“Feel, feel, I say — feel for all you’re worth, and even if it half kills you, for that is the only way to live.” – Henry James
Last weekend I was at the Disney museum, and there was an exhibit of random stuff Walt Disney collected during his lifetime. In one of the cases was a few rooms of miniatures: small to-scale furniture and household items and dishes and all that kind of stuff.
And suddenly I was swept away by grief.
My mom collected miniatures. It was something the two of us did together during the hard years. It was something good, something to look forward to.
Anyway, my first reaction was, you’ve got to be kidding me. Why? Why do I have to be feeling this grief right now? It’s been SEVENTEEN years.

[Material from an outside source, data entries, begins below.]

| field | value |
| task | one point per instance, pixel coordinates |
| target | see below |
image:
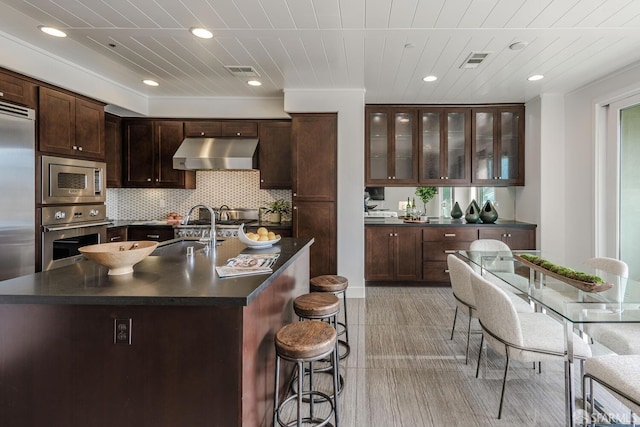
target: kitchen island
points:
(201, 348)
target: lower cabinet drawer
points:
(438, 251)
(435, 271)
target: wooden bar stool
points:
(306, 342)
(319, 306)
(336, 285)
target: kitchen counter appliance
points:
(17, 191)
(65, 229)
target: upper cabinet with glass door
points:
(445, 148)
(391, 149)
(498, 146)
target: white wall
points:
(583, 170)
(349, 104)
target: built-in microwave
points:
(72, 181)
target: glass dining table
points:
(576, 303)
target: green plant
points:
(562, 271)
(425, 194)
(278, 206)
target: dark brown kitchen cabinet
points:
(438, 243)
(498, 145)
(17, 91)
(149, 146)
(314, 140)
(70, 126)
(113, 149)
(221, 128)
(516, 238)
(393, 253)
(116, 234)
(391, 148)
(275, 155)
(149, 232)
(445, 146)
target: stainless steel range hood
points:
(216, 153)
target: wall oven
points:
(65, 229)
(72, 181)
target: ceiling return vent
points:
(242, 71)
(474, 59)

Actually, that was also my second reaction, and possibly my third.
The next day I tearfully discussed it with a friend, and he gently pointed out how much stress I’ve been under lately. So that at least partially answers the why question. My toe hurts. I miss dancing. I’m stressed out by a few writing projects right now. I’m upset that Jimmy died, and I miss some of my friends. I am taking risks that make me uncomfortable. I am trying to do self care, but I’m having trouble keeping up.
And grief doesn’t play by normal schedules.

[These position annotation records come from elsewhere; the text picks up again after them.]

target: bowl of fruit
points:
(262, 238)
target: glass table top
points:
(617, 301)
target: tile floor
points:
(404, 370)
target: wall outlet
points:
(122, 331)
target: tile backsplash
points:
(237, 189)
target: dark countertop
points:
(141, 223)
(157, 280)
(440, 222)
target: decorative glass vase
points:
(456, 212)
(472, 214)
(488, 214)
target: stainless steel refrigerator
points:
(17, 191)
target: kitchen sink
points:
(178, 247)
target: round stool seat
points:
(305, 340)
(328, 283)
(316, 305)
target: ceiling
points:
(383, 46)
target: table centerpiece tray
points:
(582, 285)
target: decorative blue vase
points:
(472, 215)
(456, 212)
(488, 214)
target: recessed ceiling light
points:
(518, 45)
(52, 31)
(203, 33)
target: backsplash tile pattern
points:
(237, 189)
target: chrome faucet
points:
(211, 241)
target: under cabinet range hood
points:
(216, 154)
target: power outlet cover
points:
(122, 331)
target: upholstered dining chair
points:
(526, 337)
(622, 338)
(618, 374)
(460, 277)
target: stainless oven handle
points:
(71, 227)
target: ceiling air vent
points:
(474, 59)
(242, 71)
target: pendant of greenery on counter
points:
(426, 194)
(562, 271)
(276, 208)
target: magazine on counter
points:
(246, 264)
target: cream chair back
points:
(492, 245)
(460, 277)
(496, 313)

So, this is what I’ve got for you today, this Henry James quotation. I really admire Henry James. He was an incredibly skilled writer and astute observer of human nature. Washington Square is possibly on my list of favorite novels of all time.
I think this is a good reminder. Feel for all you’re worth. Even if it’s grief for someone lost long ago. Even if it’s discouragement over setbacks. Even if it’s fear of what the future might bring.
These feelings, they mean we’re fully engaged in our lives. And that, all by itself, means a hell of a lot.